Best case, worst case
author: nick giokas | contributor
Since 1991, there’s been a global system in place that has spearheaded rapid economic and technological growth through globalization and the unchallenged geopolitical strength of the United States. This period of globalism, often referred to as the “Pax Americana,” has been slowly dying since 2014, when Russian soldiers seized the Crimean peninsula in brazen disregard for international law. Now, it appears as though the “Pax Americana” is dead, after the election of Donald Trump. This is because while Trump has flip-flopped on many issues, the one he’s stayed incredibly consistent on is American isolationism in foreign policy and trade. Incidentally, the president has the greatest influence and power in these two areas. Trump has stated he will reject the Trans-Pacific Partnership [TPP], take an antagonistic approach with China, re-evaluate America’s free trade deals, and re-evaluate NATO.
What this means for our future is the death of a largely unilateral global power structure led by the United States, and the birth of a multilateral one. While the US withdraws from the TPP, China will fill the gap with their own trade deal, and if combined with drawing down their militia-like fishing fleets, the Chinese could emerge as the de facto power in the region. By securing themselves as a dominant regional power, China would also be able to consolidate their geopolitical gains in Africa – something that has gone unchecked by the West. Another beneficiary of an isolationist America would be Russia, which would have far more leeway to pursue its policies of rebuilding its sphere of influence in both Eastern Europe and the Middle East. None of these outcomes are good and that’s the best-case scenario.
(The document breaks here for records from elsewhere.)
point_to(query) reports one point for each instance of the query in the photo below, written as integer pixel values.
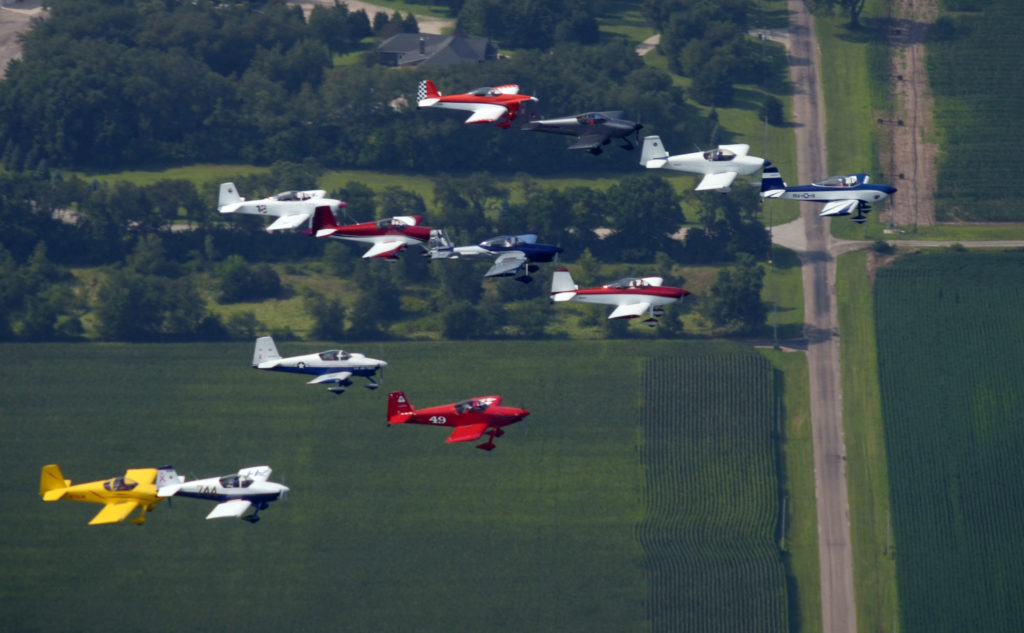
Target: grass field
(867, 473)
(949, 361)
(385, 530)
(977, 82)
(713, 495)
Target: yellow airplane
(120, 496)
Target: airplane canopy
(335, 354)
(850, 180)
(591, 118)
(629, 282)
(120, 483)
(719, 155)
(471, 405)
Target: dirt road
(820, 330)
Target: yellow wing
(114, 512)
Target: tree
(735, 298)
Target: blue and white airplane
(513, 255)
(335, 366)
(840, 195)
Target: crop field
(385, 529)
(950, 352)
(712, 502)
(977, 80)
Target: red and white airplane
(631, 296)
(498, 104)
(387, 236)
(471, 418)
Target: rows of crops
(978, 82)
(950, 343)
(710, 453)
To make matters even worse, if Trump follows through on withdrawing from trade deals and deporting millions of illegal immigrants, it would decimate the US economy by a measure close to or worse than the 2007 financial crisis. This would make the probability for both China and Russia taking controversial, immoral actions far more likely, since the possible losses due to conflict would be much lower. If they opted to abandon soft-power projection in the wake of an economic downturn, an emboldened and empowered China, free from the checks on their practices by America, would be far more likely to take offensive actions in Hong Kong, Taiwan, and the South China Sea. In a similar case, an emboldened and empowered Russia would be free to intensify the conflict in Ukraine (possibly with another invasion) and ferment revolt in the Baltic States, threatening stability in Europe. The result would be a weakened West accompanied by wide-scale upheaval and destruction.
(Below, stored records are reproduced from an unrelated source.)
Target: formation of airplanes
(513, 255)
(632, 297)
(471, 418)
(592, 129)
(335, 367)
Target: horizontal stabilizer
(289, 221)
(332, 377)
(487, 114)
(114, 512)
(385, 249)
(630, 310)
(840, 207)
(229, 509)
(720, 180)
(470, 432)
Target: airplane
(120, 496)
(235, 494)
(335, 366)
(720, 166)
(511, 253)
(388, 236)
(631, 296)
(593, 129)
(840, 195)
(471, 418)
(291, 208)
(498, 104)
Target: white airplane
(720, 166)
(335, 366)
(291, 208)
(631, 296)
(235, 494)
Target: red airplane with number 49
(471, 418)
To put it bluntly, if Trump enacts the policies that he has previously advocated for, there are no upsides. To put it even more bluntly, the best-case scenario in a Trump presidency is a world that is in shambles, but has the possibility to be salvaged; the worst-case scenario is a spike in conflict that we haven’t seen since the early days of the Cold War, accompanied by the oppressive domestic policies of that same period. To make things even grimmer, Trump appointing white nationalist and anti-Globalist Steve Bannon to a position in the White House makes the worst-case scenario even more likely, both domestically and internationally.
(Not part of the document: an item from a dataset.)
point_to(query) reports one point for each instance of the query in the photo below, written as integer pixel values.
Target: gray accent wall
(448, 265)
While there has been a horrifying normalization of Trump as an individual, there has been an equally horrifying normalization of his policies. Isolationist populists like Trump, Farage, Le Pen, Corbyn, and Sanders have marketed a view that “establishment” politics and the globalist system are things that need to be destroyed. By abandoning any attempt to moderate and incrementally reform the corporate sector or the government, they have instead argued a “burn it all down” approach that eschews facts for unsubstantiated rhetoric. Populism is a dangerous thing because it promises sections of society exactly what they want with no consequences, something that simply isn’t possible.
By buying into this rhetoric, by simply abandoning facts, a large section of the global populace have bought into a worldview that is so insular it borders on the narcissistic. Where only their concerns carry any importance and no one that isn’t like them matters. For people such as this, there is no such thing as mutual benefit; there are only winners and losers, and everything is a zero-sum game.
What I have described may sound grim, but it is the new status quo. All we can do now is attempt to change that and pray it changes quickly.